I tracked down McWilliams, now retired to the remote mountains of southern New Mexico, because the extremist Islamist groups currently operating in Syria and Iraq called to mind the extremist Islamist groups whom we lavishly supported in Afghanistan during the 1980s. Hekmatyar, with his documented fondness for throwing acid in women’s faces, would have had nothing to learn from Al Qaeda. When a courageous ABC News team led by my wife, Leslie Cockburn, interviewed him in 1993, he had beheaded half a dozen people earlier that day. Later, he killed their translator. 

 etc.

NYT 2013, With Bags of Cash, C.I.A. Seeks Influence in Afghanistan

KABUL, Afghanistan — For more than a decade, wads of American dollars packed into suitcases, backpacks and, on occasion, plastic shopping bags have been dropped off every month or so at the offices of Afghanistan’s president — courtesy of the Central Intelligence Agency.

All told, tens of millions of dollars have flowed from the C.I.A. to the office of President Hamid Karzai, according to current and former advisers to the Afghan leader.

“We called it ‘ghost money,’ ” said Khalil Roman, who served as Mr. Karzai’s deputy chief of staff from 2002 until 2005. “It came in secret, and it left in secret.”

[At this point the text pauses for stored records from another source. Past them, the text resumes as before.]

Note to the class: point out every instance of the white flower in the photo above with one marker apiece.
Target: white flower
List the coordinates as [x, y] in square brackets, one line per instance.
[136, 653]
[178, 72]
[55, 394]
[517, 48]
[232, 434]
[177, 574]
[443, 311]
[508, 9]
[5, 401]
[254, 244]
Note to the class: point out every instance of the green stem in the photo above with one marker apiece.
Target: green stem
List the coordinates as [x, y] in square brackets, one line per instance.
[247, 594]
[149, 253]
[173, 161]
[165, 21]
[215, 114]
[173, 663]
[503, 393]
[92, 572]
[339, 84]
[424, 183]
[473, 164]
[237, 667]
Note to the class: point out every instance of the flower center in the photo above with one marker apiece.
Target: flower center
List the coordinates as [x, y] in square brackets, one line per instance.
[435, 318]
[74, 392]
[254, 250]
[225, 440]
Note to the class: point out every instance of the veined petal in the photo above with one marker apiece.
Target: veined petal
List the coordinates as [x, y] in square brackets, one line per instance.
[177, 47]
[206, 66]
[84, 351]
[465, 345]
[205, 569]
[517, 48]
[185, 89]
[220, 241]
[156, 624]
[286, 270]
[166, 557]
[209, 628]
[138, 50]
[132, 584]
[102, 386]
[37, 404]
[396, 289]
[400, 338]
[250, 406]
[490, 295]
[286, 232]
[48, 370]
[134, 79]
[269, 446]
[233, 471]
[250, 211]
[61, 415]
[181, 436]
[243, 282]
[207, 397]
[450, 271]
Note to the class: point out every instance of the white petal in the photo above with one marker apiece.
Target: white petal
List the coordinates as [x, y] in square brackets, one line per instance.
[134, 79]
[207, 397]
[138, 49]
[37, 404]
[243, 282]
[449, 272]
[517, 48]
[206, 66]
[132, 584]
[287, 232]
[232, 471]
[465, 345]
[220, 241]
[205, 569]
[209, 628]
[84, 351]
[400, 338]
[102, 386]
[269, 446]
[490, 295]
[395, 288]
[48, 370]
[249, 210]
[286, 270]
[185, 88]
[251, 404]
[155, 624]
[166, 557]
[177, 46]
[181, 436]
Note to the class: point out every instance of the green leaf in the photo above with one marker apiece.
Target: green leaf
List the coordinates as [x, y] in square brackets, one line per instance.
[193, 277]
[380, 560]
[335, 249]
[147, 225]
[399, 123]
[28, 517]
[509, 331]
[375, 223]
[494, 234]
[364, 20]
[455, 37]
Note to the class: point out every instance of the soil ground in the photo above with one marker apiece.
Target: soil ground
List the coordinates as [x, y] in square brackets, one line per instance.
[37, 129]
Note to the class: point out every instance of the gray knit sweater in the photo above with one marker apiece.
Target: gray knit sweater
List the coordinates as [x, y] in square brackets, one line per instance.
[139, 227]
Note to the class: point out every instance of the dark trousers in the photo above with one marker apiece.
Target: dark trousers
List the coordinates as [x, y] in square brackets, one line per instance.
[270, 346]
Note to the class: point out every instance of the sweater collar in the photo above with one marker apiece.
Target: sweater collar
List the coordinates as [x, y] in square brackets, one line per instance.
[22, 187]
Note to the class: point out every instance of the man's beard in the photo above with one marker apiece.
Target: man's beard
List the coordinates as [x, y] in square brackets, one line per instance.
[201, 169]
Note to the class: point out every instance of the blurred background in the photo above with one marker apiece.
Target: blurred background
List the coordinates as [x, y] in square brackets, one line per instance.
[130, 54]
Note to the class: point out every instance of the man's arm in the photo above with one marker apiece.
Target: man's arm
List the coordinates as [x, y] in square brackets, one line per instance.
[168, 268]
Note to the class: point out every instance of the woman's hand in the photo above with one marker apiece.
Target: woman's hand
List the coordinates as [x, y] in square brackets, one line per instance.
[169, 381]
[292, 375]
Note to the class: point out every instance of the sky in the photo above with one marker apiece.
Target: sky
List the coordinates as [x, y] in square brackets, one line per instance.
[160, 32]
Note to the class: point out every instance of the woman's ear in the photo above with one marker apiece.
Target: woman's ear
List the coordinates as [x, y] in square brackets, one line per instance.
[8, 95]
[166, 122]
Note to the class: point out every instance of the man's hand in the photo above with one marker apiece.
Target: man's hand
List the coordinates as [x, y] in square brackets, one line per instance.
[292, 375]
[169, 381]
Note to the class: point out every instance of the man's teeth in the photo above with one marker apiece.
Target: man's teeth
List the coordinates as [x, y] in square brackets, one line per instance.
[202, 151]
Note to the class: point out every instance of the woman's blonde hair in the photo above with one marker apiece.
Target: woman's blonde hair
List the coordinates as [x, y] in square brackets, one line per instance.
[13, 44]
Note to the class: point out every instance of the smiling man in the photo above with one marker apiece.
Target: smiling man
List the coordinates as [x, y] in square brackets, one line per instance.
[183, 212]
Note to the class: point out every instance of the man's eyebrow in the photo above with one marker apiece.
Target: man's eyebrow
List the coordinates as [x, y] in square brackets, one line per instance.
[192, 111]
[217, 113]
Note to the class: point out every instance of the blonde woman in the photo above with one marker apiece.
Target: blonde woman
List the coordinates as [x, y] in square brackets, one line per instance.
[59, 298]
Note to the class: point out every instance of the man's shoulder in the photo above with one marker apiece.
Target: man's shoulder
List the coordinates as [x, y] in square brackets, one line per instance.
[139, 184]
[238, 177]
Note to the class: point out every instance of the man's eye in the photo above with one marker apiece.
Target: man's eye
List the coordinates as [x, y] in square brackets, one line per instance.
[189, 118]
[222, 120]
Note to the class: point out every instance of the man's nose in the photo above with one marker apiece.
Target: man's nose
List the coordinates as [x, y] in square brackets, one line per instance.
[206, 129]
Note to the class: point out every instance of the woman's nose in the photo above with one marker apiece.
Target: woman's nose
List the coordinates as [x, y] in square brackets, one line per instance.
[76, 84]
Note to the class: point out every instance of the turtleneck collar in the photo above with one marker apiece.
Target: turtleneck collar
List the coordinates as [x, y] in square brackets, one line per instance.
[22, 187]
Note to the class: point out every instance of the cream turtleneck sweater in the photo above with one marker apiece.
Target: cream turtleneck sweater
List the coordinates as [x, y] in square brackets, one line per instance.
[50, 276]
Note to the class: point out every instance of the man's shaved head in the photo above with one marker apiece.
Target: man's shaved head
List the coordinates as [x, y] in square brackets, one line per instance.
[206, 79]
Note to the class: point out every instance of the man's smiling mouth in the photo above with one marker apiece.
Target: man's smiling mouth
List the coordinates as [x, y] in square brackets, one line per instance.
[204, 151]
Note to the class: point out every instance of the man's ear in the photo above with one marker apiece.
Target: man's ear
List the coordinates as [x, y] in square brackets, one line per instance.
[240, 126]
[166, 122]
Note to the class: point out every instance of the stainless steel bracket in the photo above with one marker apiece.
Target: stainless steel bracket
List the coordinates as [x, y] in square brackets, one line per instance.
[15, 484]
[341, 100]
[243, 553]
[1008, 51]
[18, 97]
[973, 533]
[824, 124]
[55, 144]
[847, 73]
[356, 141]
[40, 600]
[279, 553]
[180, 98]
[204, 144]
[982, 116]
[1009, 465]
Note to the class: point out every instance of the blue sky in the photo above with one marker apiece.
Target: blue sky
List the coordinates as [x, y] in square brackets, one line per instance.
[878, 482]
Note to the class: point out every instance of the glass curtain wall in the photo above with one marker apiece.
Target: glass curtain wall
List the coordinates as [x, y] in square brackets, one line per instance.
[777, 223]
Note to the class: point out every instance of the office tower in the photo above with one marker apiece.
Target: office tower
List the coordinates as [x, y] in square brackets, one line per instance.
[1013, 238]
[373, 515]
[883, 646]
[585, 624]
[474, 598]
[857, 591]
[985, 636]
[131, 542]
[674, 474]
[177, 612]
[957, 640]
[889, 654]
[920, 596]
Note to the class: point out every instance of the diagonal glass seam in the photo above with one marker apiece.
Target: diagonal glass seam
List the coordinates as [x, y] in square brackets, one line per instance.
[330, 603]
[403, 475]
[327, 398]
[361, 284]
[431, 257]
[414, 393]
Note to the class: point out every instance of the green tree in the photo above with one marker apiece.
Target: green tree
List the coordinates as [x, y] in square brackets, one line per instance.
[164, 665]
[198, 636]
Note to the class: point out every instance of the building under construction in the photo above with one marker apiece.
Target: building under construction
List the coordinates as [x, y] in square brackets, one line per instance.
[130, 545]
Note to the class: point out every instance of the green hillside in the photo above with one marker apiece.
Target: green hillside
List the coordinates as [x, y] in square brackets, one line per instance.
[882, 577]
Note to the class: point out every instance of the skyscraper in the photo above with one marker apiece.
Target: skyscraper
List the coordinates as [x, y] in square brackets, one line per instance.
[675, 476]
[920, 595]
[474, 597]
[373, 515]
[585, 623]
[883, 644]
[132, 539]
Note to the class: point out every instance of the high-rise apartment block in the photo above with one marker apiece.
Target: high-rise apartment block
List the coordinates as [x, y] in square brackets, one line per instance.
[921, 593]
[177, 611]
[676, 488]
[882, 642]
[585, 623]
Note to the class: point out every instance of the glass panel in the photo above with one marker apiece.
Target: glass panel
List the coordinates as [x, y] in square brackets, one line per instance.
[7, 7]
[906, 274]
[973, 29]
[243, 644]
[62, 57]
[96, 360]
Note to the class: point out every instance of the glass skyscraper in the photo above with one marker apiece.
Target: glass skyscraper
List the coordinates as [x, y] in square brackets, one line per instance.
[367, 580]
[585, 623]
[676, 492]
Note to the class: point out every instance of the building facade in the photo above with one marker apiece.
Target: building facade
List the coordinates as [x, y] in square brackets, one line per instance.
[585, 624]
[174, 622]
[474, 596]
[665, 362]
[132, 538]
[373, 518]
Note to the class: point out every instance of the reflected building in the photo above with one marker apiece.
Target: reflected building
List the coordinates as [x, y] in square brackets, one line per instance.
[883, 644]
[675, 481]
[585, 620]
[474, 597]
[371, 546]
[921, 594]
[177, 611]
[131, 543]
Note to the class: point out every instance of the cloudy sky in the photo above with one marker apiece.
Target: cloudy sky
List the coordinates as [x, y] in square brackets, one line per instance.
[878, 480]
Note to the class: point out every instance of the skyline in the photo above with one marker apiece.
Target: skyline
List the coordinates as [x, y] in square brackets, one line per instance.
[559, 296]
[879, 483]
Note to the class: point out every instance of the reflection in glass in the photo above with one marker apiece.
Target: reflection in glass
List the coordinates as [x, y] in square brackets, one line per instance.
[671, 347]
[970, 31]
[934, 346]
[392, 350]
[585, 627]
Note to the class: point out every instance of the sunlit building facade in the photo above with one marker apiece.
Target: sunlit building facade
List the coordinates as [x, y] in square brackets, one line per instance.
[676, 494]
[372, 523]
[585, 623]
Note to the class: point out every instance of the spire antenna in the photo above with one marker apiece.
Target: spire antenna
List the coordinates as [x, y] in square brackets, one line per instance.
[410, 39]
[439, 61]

The C.I.A., which declined to comment for this article, has long been known to support some relatives and close aides of Mr. Karzai. But the new accounts of off-the-books cash delivered directly to his office show payments on a vaster scale, and with a far greater impact on everyday governing.

Moreover, there is little evidence that the payments bought the influence the C.I.A. sought. Instead, some American officials said, the cash has fueled corruption and empowered warlords, undermining Washington’s exit strategy from Afghanistan.

“The biggest source of corruption in Afghanistan,” one American official said, “was the United States.”...

No one mentions the agency’s money at cabinet meetings. It is handled by a small clique at the National Security Council, including its administrative chief, Mohammed Zia Salehi, Afghan officials said.

Mr. Salehi, though, is better known for being arrested in 2010 in connection with a sprawling, American-led investigation that tied together Afghan cash smuggling, Taliban finances and the opium trade. Mr. Karzai had him released within hours, and the C.I.A. then helped persuade the Obama administration to back off its anticorruption push, American officials said.

After his release, Mr. Salehi jokingly came up with a motto that succinctly summed up America’s conflicting priorities. He was, he began telling colleagues, “an enemy of the F.B.I., and a hero to the C.I.A.” 

And this of course. Maria Farrell, proper army wife, "Chicks dig the uniform", and the rest. 

"Sometime in Spring, two years ago, my brother Henry received a hand-written letter from a woman in Ireland he’d neither met nor heard of. It was a letter of introduction. The person being introduced was Edward, 'a decent, entertaining fellow. We have known him all our lives.'

...A month or two later, I phoned to say I’d be arriving that evening from L.A. for a couple of weeks in the DC office. Henry pressed the letter into my hands as I arrived on the doorstep. He was rushing to the airport and thought I might have more time to take an interest."

As I said: if the Farrells were Muslim, she'd be in hijab. If they were Iranian, she'd be a religious liberal; if they were Jewish they'd be Zionists.